Advanced PHP Tips Revisited - ninjac0der
http://www.smashingmagazine.com/2009/03/24/10-useful-php-tips-revisited/

======
jlujan
I wonder if the original intent of posting was to be helpful or for mockery.
My second language to learn was PHP, perl being the first, and I have since
moved on. I probably asked,( myself/google not others,) similar questions the
article covers. But the fact that articles like this continue to be titled
"Advanced..." is a hint to where the language and community are as a whole. I
think the bigger issue is a commingling of subjects. If your intent is to
learn PHP, learn programming with PHP as a language. If your intent is to
learn web development, learn web development in terms of available
technologies, industry standards, and best practices. A lot of the articles
content is laughable not because it is common sense PHP, but common sense
programming/web development. PHP != Web... or is that PHP !== Web?

------
trezor
Short summary:

1\. Validate/clean input. Preferably store data in 3 arrays to ensure
separation of input, cleaned data and cleaned data to be used with sql. Or
cleaned data to be used with prepared sql-statements. Uhm yes.

2\. The PHP type-system is retarded and can return integers treated as boolean
false. Compare against !== FALSE when 0 is a valid return value from whatever
function you just called, instead of simply checking the return value.

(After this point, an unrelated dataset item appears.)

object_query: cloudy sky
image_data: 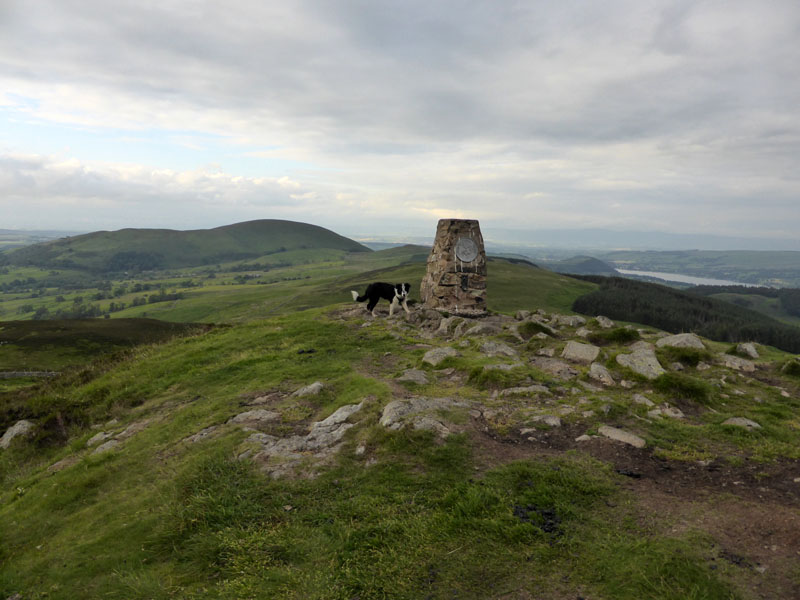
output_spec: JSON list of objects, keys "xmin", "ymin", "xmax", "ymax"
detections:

3a. The PHP runtime is retarded and wont choke if you refer to unexisting or
unitialized variables. Initialize variables.

3b. Shortcuts which saves you a few keystrokes can result in poor
maintainability. Use braces.

3c. Write readable (not "smart") code.

4a. Shortcuts which saves you a few keystrokes can result in poor
maintainability. Use braces.

4b. Be consistent.

5\. Use simple replace-functions when you don't need full regexp.

6\. The ternary-operator is advanced & confusing. We recommend against using
it.

7\. Caching might improve performance.

8\. Frameworks exists. You may or may not use them.

9\. Writing buggy code that causes errors is silly and costs resources. Try
not writing buggy code that needs to eat errors runtime.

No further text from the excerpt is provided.